Friday 24 November 2017

Target buyers of sex not prostitutes, politicians told

Louise Hogan

Louise Hogan

FINANCIAL exploitation by pimps and traffickers would come to an end if new laws go ahead to criminalise the purchase of sex, campaigners have said.

Legislation to make it an offence to pay for sex, yet not to penalise the prostitute selling sexual services, have been recommended.

Sarah Benson, chief executive of Ruhama, said targeting those who pay for sex was the "most effective way" to tackle trafficking and end exploitation of vulnerable people engaged in prostitution. Among the changes recommended to the laws on prostitution by the Oireachtas Committee on Justice were increased penalties for those caught trafficking people for sexual exploitation, and those organising the €200m a year business.

Currently, prostitutes are penalised rather than those paying for sex.

Other legal reforms include giving gardai power to have a telephone number disabled if it is believed to be used for prostitution. It also urged that accessing websites advertising prostitution should be treated in same way as accessing sites advertising or distributing child pornography and that the Criminal Assets Bureau (CAB) be tasked with focusing on the flow of money from the lucrative industry.

Fine Gael TD David Stanton, chair of the committee, which also heard stories from survivors of prostitution, said they had found persuasive the evidence of the reduction in demand for prostitution in Sweden since a ban on buying sex.

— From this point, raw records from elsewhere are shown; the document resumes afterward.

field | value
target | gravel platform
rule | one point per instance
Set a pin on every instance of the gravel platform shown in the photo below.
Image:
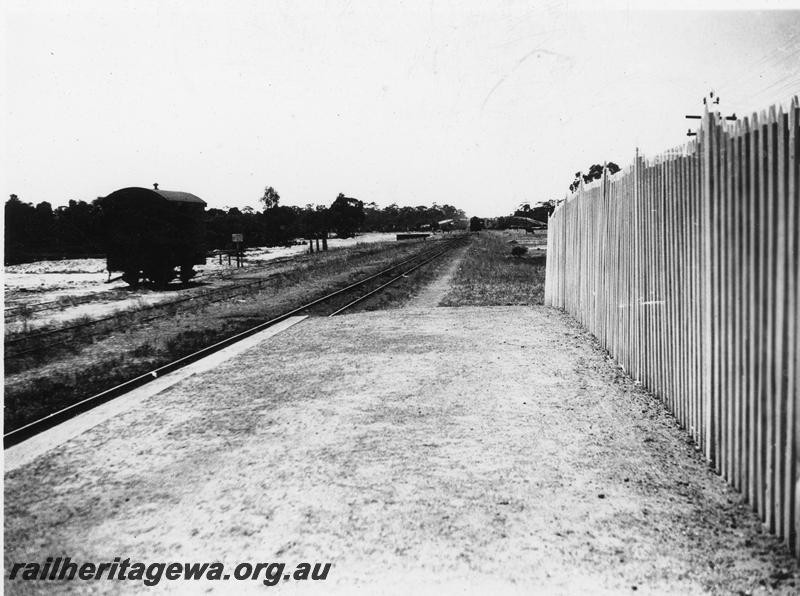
(444, 450)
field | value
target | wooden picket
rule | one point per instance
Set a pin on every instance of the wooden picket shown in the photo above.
(685, 267)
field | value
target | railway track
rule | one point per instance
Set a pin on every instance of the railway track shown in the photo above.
(17, 311)
(32, 343)
(332, 304)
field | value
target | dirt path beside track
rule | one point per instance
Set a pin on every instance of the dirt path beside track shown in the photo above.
(432, 293)
(447, 450)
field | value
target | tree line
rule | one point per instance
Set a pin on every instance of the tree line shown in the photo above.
(76, 230)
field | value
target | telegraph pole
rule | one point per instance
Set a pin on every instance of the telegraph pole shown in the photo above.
(709, 100)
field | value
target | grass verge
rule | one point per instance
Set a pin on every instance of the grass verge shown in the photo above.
(136, 348)
(490, 276)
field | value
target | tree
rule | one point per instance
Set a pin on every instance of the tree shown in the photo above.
(475, 224)
(270, 198)
(595, 173)
(346, 215)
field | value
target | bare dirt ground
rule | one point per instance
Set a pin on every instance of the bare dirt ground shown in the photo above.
(445, 450)
(84, 281)
(431, 294)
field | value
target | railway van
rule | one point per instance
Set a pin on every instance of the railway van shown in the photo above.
(153, 235)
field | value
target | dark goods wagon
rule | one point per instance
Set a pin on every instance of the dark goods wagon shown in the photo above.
(151, 233)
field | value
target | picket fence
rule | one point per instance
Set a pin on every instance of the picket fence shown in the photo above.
(685, 267)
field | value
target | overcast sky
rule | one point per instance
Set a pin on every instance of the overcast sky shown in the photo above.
(482, 105)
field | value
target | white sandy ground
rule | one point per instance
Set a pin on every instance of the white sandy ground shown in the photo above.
(45, 281)
(447, 451)
(25, 452)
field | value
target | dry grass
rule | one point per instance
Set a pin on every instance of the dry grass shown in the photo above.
(33, 389)
(490, 276)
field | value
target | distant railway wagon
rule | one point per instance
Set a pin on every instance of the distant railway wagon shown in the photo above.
(153, 235)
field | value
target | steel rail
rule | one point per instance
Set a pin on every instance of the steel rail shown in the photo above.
(34, 427)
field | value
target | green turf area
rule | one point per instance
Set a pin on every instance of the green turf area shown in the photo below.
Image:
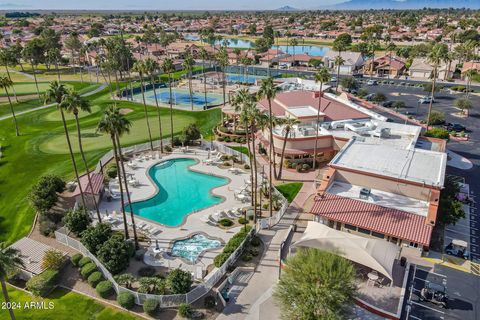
(290, 190)
(25, 158)
(66, 305)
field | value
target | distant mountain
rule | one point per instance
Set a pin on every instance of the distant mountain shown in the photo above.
(286, 9)
(405, 4)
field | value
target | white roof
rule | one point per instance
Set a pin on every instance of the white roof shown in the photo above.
(376, 254)
(411, 164)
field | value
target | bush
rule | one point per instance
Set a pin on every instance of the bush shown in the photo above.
(185, 310)
(83, 261)
(88, 269)
(75, 259)
(225, 222)
(146, 271)
(150, 306)
(95, 278)
(42, 284)
(104, 289)
(126, 300)
(209, 302)
(179, 281)
(77, 221)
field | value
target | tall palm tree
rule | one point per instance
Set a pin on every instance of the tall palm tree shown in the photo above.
(168, 68)
(139, 67)
(54, 94)
(188, 63)
(73, 102)
(151, 66)
(109, 125)
(288, 125)
(435, 57)
(321, 76)
(6, 83)
(268, 91)
(9, 260)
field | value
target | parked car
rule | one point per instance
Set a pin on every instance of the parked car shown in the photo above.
(457, 127)
(425, 99)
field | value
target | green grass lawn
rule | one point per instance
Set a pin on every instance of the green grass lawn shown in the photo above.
(66, 305)
(290, 190)
(41, 149)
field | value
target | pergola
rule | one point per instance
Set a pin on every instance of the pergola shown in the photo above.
(376, 254)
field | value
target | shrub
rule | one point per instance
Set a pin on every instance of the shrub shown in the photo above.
(185, 310)
(150, 306)
(77, 221)
(75, 259)
(83, 261)
(115, 254)
(225, 222)
(126, 300)
(209, 302)
(104, 289)
(88, 269)
(42, 284)
(146, 271)
(179, 281)
(95, 278)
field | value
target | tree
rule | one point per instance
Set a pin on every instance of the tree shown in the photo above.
(315, 285)
(168, 68)
(140, 67)
(73, 102)
(268, 90)
(55, 94)
(77, 221)
(9, 261)
(6, 83)
(321, 76)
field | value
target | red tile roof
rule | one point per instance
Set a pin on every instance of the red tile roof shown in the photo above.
(389, 221)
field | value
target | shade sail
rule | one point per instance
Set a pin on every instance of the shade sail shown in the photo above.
(376, 254)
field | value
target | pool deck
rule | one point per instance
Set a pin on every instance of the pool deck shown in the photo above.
(193, 223)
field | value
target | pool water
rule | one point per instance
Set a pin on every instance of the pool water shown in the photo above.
(191, 248)
(181, 191)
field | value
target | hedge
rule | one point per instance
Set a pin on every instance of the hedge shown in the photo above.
(75, 259)
(88, 269)
(44, 283)
(95, 278)
(104, 289)
(150, 306)
(83, 261)
(126, 300)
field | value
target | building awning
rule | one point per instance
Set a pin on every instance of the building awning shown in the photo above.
(389, 221)
(376, 254)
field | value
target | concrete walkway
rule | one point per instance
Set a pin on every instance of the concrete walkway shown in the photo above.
(255, 301)
(103, 86)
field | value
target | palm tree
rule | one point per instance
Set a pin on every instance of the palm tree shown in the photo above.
(151, 66)
(435, 57)
(321, 76)
(109, 125)
(188, 63)
(288, 124)
(54, 94)
(6, 83)
(168, 68)
(9, 261)
(139, 67)
(268, 91)
(73, 102)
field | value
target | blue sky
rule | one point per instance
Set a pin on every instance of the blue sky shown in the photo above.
(161, 4)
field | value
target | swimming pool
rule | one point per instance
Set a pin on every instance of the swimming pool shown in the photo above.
(181, 191)
(191, 248)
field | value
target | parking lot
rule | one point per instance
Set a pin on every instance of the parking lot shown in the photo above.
(463, 291)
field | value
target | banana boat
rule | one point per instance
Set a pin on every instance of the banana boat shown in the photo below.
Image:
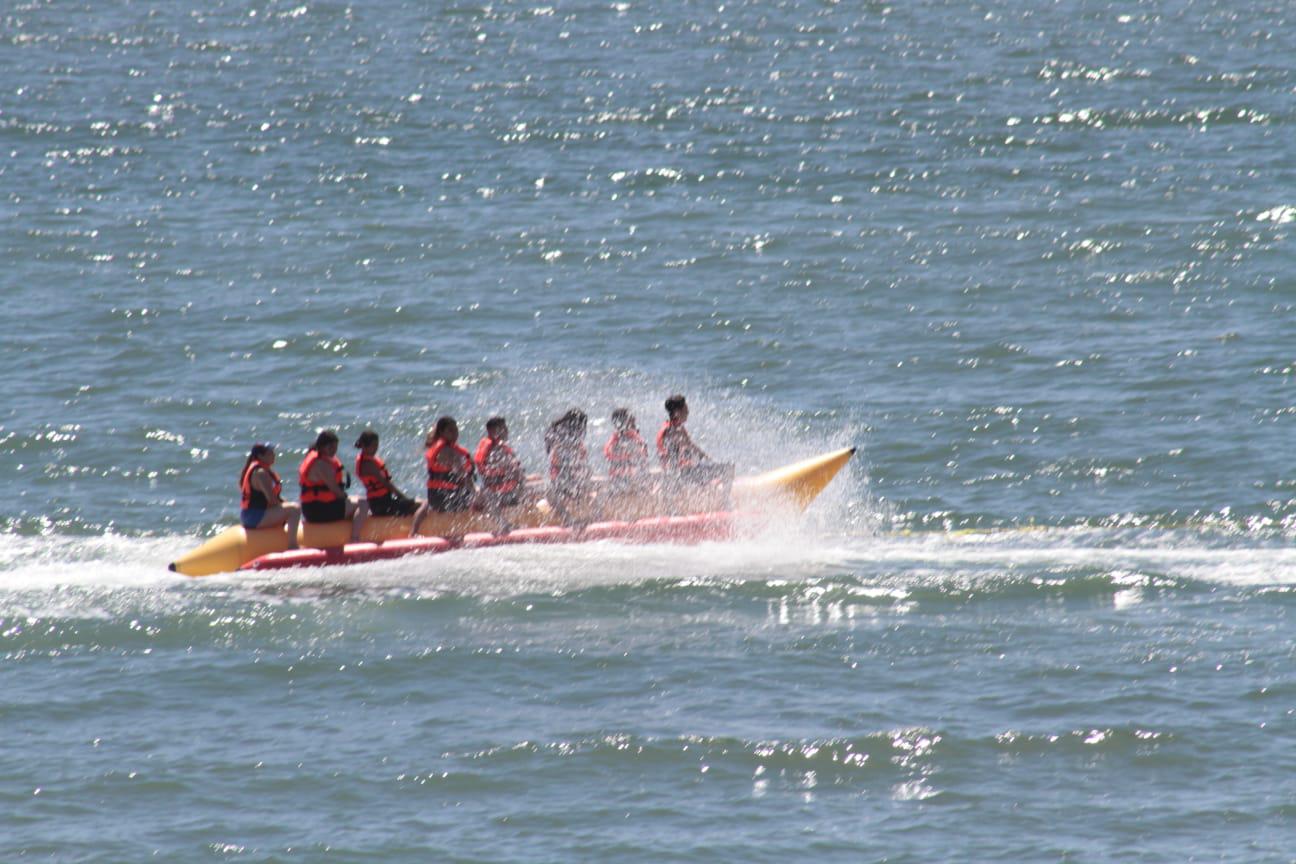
(636, 518)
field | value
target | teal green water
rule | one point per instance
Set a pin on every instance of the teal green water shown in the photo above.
(1036, 262)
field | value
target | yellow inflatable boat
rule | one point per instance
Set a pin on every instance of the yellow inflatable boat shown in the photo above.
(633, 518)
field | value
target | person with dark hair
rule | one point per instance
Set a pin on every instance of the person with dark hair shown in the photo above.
(384, 498)
(570, 485)
(323, 492)
(683, 461)
(502, 472)
(259, 486)
(450, 473)
(626, 452)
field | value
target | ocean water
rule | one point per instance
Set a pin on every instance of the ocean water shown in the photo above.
(1036, 261)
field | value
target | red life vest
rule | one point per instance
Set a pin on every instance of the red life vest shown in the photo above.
(446, 478)
(253, 499)
(675, 455)
(312, 491)
(373, 486)
(626, 452)
(498, 465)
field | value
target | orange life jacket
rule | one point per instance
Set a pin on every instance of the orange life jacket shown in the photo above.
(373, 486)
(498, 464)
(312, 491)
(626, 452)
(447, 478)
(253, 499)
(675, 455)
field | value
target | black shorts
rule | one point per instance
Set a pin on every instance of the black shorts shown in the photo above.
(392, 505)
(450, 500)
(324, 511)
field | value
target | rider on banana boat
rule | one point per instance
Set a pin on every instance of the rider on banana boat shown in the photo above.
(323, 492)
(384, 498)
(259, 487)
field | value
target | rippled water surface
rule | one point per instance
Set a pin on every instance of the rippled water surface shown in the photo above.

Mr Stanton said he believed such a ban could be "effectively and efficiently" policed by gardai.

Figures provided to the committee estimated 800 women were for sale online in Ireland each day and 134 people, including children, were trafficked for sexual exploitation over a three-year period.

The Immigrant Council of Ireland – which joined the 'Turn Off the Red Light' campaign to change the laws – urged Justice Minister Alan Shatter to consider the committee's recommendations as swiftly as possible.

Ms Benson said their frontline service dealt with hundreds of women every year who have lived with the "dangers and devastating harm" of the sex trade.